Amsterdam combines the unrivaled beauty of the 17th-century Golden Age city center with plenty of museums and art of the highest order, not to mention a remarkably laid-back atmosphere. It all comes together to make this one of the world’s most appealing and offbeat metropolises.
Built on a latticework of concentric canals like an aquatic rainbow, Amsterdam is known as the City of Canals—but it’s no Venice, content to live on moonlight serenades and former glory. Quite the contrary: on nearly every street here you’ll find old and new side by side—quiet courtyards where time seems to be holding its breath next to contemporary shopping streets like Kalverstraat, and scantily clad women in red-lighted windows by the city’s oldest church. Indeed, Amsterdam has as many lovely facets as a 40-carat diamond polished by one of the city’s gem cutters. It’s certainly a metropolis, but a rather small and very accessible one. Locals tend to refer to it as a big village, albeit one that happens to pack the cultural wallop of a major world destination.

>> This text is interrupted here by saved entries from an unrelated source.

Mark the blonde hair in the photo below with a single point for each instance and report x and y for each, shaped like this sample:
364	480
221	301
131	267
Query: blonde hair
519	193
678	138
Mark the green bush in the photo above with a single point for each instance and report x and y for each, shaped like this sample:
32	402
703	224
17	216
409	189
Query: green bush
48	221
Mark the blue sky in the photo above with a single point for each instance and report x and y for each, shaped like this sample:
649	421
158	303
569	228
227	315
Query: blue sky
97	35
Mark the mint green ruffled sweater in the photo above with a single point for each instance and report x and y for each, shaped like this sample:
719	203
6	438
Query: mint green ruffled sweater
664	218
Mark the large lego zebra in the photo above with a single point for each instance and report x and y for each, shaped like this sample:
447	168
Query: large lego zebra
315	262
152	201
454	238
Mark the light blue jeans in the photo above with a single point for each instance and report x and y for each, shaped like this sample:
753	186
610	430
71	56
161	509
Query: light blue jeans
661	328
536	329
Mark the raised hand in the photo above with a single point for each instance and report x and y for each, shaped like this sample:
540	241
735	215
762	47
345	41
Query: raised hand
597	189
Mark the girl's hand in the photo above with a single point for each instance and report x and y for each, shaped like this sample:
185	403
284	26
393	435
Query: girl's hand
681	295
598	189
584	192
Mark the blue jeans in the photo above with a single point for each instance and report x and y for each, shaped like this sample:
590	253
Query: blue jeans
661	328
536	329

There are scores of concerts every day, numerous museums, summertime festivals, and, of course, a legendary year-round party scene. It’s pretty much impossible to resist Amsterdam’s charms. With 8,500 registered monuments, many of which began as the residences and warehouses of humble merchants, set on 165 man-made canals, and traversed by 1,700 bridges, Amsterdam has the largest historical inner city in Europe. Its famous circle of waterways, the grachtengordel, was a 17th-century urban expansion plan for the rich and is a lasting testament to the city’s Golden Age.

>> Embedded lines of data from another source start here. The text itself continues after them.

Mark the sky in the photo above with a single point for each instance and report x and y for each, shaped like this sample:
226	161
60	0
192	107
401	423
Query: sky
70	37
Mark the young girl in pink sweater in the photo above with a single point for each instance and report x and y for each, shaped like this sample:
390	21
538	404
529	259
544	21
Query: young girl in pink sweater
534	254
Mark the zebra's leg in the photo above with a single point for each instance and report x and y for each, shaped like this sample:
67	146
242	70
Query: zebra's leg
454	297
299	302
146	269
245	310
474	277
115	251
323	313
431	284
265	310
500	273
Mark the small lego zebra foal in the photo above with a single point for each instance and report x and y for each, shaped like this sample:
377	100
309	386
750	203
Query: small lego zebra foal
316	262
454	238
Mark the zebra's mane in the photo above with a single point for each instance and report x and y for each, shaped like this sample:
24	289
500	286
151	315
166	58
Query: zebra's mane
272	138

This town is endearing because of its open, easygoing nature—but a reputation for championing sex, drugs, and rock ’n’ roll does not alone account for Amsterdam’s being one of the most popular destinations in Europe. Consider that within a single square mile the city harbors some of the greatest achievements in Western art, from Rembrandt and Van Gogh to Mondrian. Not to mention that this is one of Europe’s great walking cities, with much to discover along the way: tiny alleyways barely visible on the map, curtainless windows offering glimpses of daily life, floating houseboats, hidden hofjes (courtyards with almshouses), sudden vistas of church spires, and gabled roofs that look like so many unframed paintings.
Along the way, keep an eye out for joyful detail here and there—a bronze breast hidden among cobblestones, or witty stone tablets denoting the trade of a previous owner. And those “XXX” symbols you see all over town are not a mark of the city’s triple-X reputation. They’re part of Amsterdam’s official coat of arms: three St. Andrew’s crosses, believed to represent the three dangers that have traditionally plagued the city—flood, fire, and pestilence. The coat’s motto (“Valiant, determined, compassionate”) was introduced in 1947 by Queen Wilhelmina in remembrance of the 1941 February Strike in Amsterdam, the first time in Europe that non-Jewish people openly protested against the persecution of Jews by the Nazi regime.